D3.js. Graph visualization

  • Tutorial
D3.js is a JavaScript library for managing documents based on data. D3 helps bring data to life using HTML, SVG, and CSS. D3 allows you to bind arbitrary data to the DOM, and then apply the results of manipulations with them to the document.

Knowledge of the basics of D3 is useful for understanding the article , and in it we will consider the implementation of Force-directed graph drawing algorithms , which in D3 (version 3) is called Force Layout . This is a class of graph visualization algorithms that calculate the position of each node, simulating the attractive force between each pair of connected nodes, as well as the repulsive force between the nodes.


In the picture above, you see how the notorious New Yourk Times visualized connectionsbetween applicants for the next Oscar. The final layout is static, but the positions of the graph nodes were calculated using the Force Layout. An internal editor was built for the graph, which allows you to save the coordinates of the nodes for use in the static version.

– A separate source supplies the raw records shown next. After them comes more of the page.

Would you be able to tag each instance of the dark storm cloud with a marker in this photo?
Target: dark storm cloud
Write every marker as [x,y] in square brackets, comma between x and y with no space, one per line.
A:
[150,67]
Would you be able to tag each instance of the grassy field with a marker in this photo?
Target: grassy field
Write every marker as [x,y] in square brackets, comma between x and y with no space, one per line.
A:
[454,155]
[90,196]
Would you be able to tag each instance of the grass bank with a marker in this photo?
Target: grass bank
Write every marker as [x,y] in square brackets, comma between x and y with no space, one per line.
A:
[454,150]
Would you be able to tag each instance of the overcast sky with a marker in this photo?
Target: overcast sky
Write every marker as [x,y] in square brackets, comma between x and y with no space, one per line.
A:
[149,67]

NB! Just yesterday , a new version (version 4) of D3.js was released, so the article I started may already be considered obsolete. Nevertheless, I hope that it will be useful for understanding the capabilities of the new version. You can read about the changes made in the new version in the graph visualization API here .

A bit about Layouts

The D3.js API contains several hundred functions, and for convenience they are divided into logical blocks, one of which is the Layouts block. It contains the functionality of visual display of data-related elements relative to each other. Layouts receive a series of input data, apply an algorithm or heuristic to them, and display the result in a graphical representation of the data.

Layouts are not much different from d3.svg path generators in that they help transform the data for their visual presentation. However, Layouts, as a rule, work with the data set as a whole, and not separately. In addition, Layout results are not limited to one SVG. Some Layouts are dynamic in time: for example, Force Layout, where, after executing the .start () method of the instanced3.layout.force () can track events of the 'tick' update of the layout.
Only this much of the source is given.